Seni küçük tombul.

"İlla uyanacaksın demi? İlla beni endişelendireceksin demi? Şstt gülüyor bir de şstt nesin sen en tatlı kız felan mı?" Oyuncu edayla söylediğim kelimeler kızımı gülümsetirken bir yandan da terlemiş mi diye kontrol ediyordum. Terlemediğini görünce gülümsedim ve ellerimi çekerek iyice gerilmesine izin verdim. Ayaklarını da kaldırıp yatağa vurmuştu. Hmm? Böyle tepki verdiğine göre derin derin güzelce uyumuştu miniğim.

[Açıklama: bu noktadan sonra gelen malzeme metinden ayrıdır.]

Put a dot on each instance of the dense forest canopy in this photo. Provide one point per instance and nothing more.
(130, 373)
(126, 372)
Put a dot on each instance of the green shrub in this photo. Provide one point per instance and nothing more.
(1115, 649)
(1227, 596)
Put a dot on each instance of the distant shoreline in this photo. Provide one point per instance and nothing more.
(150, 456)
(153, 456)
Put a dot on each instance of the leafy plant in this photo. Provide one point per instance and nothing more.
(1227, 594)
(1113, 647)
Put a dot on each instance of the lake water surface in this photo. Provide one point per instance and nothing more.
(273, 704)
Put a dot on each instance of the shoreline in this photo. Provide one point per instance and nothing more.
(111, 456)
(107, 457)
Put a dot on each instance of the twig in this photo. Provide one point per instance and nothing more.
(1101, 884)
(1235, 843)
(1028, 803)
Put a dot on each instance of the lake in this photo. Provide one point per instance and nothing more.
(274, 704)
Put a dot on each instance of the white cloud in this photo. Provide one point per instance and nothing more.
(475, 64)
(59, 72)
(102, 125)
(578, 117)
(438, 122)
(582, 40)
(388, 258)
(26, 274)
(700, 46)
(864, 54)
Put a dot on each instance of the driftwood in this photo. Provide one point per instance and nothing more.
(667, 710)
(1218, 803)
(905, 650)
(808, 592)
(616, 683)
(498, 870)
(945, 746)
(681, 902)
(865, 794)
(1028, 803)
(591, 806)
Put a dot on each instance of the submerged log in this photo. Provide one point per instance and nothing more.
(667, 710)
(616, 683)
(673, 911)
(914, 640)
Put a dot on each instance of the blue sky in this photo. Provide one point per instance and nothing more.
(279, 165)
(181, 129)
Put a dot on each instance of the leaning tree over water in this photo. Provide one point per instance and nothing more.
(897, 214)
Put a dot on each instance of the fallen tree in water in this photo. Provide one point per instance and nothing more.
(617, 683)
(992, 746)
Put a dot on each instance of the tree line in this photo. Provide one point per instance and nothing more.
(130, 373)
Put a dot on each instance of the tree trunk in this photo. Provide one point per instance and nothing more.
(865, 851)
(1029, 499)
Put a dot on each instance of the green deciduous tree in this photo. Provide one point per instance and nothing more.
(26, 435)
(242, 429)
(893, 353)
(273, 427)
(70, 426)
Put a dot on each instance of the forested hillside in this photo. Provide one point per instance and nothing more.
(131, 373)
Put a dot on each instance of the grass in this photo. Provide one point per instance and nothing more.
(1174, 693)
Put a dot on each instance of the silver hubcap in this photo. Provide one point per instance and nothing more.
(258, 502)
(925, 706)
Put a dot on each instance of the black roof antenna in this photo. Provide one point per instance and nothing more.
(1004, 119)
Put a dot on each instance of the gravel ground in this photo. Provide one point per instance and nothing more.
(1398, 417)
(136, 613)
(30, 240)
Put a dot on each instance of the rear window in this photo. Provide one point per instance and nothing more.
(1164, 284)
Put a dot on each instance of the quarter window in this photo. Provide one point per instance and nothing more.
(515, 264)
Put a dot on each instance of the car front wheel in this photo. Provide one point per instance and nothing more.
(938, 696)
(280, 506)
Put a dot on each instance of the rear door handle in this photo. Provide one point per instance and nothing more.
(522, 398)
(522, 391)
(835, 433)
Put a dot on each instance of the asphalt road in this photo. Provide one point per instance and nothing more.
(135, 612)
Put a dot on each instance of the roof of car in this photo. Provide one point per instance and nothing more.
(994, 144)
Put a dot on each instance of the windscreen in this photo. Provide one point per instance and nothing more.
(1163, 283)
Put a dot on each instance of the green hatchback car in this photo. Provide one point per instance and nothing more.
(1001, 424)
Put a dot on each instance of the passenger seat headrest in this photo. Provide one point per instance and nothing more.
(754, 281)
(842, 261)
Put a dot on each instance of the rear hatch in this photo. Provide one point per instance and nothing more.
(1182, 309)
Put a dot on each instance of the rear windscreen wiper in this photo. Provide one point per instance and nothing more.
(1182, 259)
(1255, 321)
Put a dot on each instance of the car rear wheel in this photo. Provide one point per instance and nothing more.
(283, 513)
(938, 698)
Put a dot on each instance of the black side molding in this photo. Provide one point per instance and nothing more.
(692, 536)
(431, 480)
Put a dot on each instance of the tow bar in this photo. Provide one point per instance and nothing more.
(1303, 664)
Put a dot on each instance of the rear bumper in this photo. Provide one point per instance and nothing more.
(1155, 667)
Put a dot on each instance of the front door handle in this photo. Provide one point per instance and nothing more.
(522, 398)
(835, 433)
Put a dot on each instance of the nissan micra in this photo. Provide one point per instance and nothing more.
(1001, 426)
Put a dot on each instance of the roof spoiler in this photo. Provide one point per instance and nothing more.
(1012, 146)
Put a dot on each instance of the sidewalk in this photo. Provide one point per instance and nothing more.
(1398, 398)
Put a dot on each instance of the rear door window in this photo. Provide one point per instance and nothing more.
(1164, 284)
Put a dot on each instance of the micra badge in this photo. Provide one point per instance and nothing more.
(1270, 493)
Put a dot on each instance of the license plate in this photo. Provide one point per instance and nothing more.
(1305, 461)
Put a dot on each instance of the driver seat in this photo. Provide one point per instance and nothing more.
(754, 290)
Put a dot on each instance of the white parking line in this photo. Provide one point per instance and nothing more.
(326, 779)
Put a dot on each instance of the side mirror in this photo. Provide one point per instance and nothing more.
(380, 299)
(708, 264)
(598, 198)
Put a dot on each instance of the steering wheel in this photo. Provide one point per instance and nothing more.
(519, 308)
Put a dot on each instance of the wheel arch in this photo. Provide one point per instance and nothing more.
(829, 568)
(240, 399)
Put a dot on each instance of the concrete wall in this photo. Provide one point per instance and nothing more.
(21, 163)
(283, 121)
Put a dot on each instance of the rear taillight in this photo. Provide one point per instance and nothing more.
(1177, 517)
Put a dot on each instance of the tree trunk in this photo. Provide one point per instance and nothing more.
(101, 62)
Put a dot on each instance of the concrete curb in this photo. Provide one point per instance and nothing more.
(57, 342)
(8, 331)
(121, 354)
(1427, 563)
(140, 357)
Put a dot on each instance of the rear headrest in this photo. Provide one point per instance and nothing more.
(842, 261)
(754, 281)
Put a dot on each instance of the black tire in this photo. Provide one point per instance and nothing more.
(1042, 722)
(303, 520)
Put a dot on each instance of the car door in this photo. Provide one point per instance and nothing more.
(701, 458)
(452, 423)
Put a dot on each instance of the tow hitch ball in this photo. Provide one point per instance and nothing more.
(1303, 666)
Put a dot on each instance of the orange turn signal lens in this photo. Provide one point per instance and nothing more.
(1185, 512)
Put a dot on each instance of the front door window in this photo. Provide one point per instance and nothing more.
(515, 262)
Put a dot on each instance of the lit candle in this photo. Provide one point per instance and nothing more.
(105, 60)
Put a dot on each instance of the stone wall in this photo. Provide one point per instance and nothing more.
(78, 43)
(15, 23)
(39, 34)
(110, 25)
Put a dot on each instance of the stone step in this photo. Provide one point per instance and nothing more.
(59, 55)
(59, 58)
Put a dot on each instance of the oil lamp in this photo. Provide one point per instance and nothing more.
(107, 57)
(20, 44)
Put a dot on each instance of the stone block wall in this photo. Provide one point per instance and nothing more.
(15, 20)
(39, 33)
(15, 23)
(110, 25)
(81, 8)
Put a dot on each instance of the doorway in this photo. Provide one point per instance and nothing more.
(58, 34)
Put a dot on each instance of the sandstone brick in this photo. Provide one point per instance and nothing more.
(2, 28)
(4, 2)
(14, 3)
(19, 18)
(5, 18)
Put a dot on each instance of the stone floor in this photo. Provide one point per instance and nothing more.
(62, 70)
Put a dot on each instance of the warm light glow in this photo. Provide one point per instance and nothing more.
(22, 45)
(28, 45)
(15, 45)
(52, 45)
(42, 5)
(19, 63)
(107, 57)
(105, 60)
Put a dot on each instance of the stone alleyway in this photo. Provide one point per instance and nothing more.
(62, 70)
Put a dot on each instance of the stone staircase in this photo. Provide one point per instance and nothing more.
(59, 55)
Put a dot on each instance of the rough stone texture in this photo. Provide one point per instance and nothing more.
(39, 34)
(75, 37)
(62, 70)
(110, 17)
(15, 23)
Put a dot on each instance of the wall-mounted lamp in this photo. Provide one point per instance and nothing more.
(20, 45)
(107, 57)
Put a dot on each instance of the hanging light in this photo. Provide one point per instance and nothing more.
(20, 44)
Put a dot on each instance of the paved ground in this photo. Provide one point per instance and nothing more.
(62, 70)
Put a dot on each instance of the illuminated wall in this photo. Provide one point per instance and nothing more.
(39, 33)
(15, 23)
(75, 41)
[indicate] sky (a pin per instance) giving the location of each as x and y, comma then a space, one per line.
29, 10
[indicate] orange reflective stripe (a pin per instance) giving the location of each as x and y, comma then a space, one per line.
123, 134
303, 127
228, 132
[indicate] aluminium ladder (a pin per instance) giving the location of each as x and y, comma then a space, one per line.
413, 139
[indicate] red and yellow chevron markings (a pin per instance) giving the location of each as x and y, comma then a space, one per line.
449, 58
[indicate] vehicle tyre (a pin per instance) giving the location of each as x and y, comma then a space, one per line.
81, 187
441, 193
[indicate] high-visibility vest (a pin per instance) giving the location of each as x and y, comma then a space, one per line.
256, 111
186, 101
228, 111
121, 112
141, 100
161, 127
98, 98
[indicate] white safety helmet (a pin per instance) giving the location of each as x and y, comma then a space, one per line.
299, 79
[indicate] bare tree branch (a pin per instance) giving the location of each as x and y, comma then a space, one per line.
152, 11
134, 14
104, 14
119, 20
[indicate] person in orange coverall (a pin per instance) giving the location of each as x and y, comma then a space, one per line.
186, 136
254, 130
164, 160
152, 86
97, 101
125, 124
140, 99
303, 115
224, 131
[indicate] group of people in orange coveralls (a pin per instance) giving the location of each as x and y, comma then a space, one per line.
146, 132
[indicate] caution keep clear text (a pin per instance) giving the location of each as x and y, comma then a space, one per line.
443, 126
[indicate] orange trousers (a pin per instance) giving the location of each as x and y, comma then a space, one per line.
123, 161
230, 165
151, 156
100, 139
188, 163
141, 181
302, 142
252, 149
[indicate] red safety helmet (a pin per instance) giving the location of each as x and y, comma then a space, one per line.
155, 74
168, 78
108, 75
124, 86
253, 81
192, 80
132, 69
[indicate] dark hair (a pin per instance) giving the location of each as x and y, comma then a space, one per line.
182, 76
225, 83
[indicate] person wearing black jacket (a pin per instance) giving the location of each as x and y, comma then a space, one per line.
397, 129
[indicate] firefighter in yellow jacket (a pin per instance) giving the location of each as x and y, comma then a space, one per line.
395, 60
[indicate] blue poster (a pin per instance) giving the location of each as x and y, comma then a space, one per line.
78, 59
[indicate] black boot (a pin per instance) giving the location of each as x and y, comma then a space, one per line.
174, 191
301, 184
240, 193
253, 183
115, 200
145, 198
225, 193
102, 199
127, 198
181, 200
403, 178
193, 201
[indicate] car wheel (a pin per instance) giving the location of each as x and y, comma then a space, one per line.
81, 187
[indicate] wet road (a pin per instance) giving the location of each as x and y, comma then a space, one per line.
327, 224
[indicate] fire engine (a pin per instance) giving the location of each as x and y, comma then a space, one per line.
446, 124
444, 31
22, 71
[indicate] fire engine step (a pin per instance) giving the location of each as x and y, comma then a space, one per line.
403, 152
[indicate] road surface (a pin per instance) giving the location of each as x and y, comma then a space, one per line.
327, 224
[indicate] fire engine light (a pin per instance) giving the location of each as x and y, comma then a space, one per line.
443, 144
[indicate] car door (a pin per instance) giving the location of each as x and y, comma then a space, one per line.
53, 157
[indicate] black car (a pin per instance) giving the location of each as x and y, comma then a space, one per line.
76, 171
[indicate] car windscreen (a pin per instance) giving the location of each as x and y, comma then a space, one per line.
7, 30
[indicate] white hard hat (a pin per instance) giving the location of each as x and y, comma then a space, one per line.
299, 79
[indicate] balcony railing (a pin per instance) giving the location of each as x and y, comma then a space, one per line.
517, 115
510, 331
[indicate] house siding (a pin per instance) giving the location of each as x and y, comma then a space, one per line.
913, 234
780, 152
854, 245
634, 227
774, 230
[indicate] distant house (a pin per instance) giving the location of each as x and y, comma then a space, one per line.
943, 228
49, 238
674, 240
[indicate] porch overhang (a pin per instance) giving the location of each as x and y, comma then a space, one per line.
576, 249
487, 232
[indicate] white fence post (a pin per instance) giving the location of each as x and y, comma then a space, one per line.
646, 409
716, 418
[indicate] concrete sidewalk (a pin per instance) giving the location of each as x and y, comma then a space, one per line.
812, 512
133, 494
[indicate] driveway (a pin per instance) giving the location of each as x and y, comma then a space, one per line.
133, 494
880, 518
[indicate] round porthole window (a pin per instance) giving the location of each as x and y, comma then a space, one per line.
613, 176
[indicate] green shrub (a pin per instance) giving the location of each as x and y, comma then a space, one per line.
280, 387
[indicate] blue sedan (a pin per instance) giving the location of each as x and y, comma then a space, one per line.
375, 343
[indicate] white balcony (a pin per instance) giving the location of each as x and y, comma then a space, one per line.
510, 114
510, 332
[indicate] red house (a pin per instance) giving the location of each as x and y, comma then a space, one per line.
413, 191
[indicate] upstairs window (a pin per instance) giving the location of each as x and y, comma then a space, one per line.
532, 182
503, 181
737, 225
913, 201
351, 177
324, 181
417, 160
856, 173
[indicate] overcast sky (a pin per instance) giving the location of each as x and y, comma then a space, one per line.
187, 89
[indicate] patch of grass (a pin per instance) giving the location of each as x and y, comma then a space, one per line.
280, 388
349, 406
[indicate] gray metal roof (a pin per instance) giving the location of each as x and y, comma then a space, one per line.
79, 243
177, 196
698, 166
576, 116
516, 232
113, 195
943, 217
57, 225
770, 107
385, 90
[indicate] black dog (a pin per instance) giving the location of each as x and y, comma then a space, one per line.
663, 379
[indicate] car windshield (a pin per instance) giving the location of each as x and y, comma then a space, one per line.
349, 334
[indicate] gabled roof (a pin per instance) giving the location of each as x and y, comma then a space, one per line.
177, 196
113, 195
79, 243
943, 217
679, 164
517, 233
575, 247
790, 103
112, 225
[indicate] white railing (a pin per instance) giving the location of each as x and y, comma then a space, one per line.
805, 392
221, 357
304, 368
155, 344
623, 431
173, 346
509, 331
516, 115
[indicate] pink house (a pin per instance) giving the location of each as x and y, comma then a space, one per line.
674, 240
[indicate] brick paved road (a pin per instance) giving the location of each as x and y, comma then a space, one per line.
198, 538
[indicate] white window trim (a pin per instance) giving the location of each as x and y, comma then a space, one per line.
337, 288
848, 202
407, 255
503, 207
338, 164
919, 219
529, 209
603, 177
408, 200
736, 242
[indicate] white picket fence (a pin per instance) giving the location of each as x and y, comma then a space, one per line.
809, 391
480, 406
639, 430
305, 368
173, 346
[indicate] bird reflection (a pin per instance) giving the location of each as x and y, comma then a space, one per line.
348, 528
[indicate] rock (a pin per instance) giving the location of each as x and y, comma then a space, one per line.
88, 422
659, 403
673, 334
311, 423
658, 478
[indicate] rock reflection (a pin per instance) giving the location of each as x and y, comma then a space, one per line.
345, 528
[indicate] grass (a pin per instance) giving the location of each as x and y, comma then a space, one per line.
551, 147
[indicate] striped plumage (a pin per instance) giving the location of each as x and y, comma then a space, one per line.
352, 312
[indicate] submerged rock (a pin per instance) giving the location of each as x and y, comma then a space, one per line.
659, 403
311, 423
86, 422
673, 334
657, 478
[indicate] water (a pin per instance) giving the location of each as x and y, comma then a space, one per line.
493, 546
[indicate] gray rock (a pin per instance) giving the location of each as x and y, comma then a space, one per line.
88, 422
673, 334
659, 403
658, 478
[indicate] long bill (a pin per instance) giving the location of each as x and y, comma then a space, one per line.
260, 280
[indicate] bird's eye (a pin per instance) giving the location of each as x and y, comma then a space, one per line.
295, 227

"O zaman çokta güzel yemek yersin şimdi sen ne hı yok hı birlikte yemek yiyeceğiz. Sen yemezsen bende yemem."

Tombik yanağından uzun bir öpücük alıp yataktan kalktım. Terlemese bile üstüne yeleğini giydirsem iyi olacaktı. Üşüyebilirdi. "Bugün amcayla hala gelecek~ yaa ya gülüyorsun öyle. Hm? Yoksa onları daha çok mu seviyorsun?"

Yeleği dolaptan alıp hızlıca üstüne eğildim. Bu onu güldürmüştü. Tatlı gülüşüne bende güldüm ve yeleği giydirip kucağıma aldım dikkatlice. Daha bir yaşında değildi küçüğüm bu yüzden olağabildiğince yavaş hareket ediyordum.

Ah. Yanağı yanağıma yapıştı.

Tatlılık krizine girmemek için derin bir nefes aldım ve ayağa kalktım. Evet Seungmin sakin ol. Ocakta bir hindi soten var ve Nun Bae yemek yemeli. "Hadi amca ve halaya yemek yapalım. Ağlamasınlar sonra."

Geldiğimden yavaş bir şekilde tekrar mutfağa geldim ve ocağı karıştırdım. Güzel. Tam zamanında gelmiştim. Bir kaç baharat eklemesi ve birkaç dakika pişmeyle çok güzel servis edilebilirdi. Dolapta da hazır pirinç vardı zaten. Uğraşmama gerek yoktu. O zaman şimdi bebeğimle ilgilenebilirdim. "Yoğurt yeme zamanı~"

.
.
.

"Kızına yemek yedirirken uyuyakalanı da ilk defa görüyorum. Sahi ikiniz nasıl uyudunuz öyle?"

Duyduğum tanıdık sesle ilk kaşlarım çatıldı sonraysa durumu algılayıp gülümsedim gözlerimi açmadan. Göğsümdeki ağırlık ve sıcaklığa bakacak olursam Nun Bae yemek yerken bende o da uyuyakalmıştık. Tatlı. Ah. Demek tekrar uyumuştu. Bu muhteşem bir şeydi. Normalde sabah asla uyumazdı o. Uyku düzeni iyileşmeye başlamıştı demek ki. Bu hayatımda duyduğum en iyi ikinci haber olabilirdi.

Tabi ki birincisi hamileliğimi öğrenmekti.

"Hey Kim Seungmin bankada işin yok muydu senin? Nun'a bakın diye ikimizi de çağıran sendin bırak tatlı yeğenimi ve çık git velet."

Gözlerimi açıp ters ters abime baktım. Kollarını göğsünün önünde bağlamış dibinde ayakta duruyordu. Onu suçlayamazdım. Kızım çok sevimliydi ve yoldan geçenler bile onunla vakit geçirmek isterken amcasının doğal bir hakkı vardı. Ama bu üstündekiler...

"Kızımı bu şekilde kucağına almana izin verir miyim sence Felix?"

Benim orijinal saç rengime tezat bir şekilde sarışın olan çilli abim kaşlarını çatıp üstüne baktı. Hey. Tarzının farklı olduğunu biliyordum ama üstündeki taşlı boncuklu yelek kızımın yüzünü çizebilirdi. Öncelikle üstünü çıkarmalıydı.

"Öncelikle bunu konuşmuştuk abi diyoruz. Aaabi. İsimle hitap etmek yok. Ayrıca. Şey. Öhom." Gözlerimi kıstım. Nedense sinirleneceğimi hissediyordum. "Gahyeon gelemedi mesaisi uzamış. Benimde bankada işim var dedim birlikte gidelim."

"Kızımı bankaya götürecek olsam seni mi çağırırım çilli?"

"Hey! Her konuştuğunda saygınlık seviyem biraz daha düşüyor!"

Ayağımı oynatıp bacağına vurdum. Kızım uyuyordu ama bağırıyordu civciv kılıklı. Uyanırsa kurşun yağmuruna tutardım onu. Bae'nin uykusu onun hayatından önemliydi.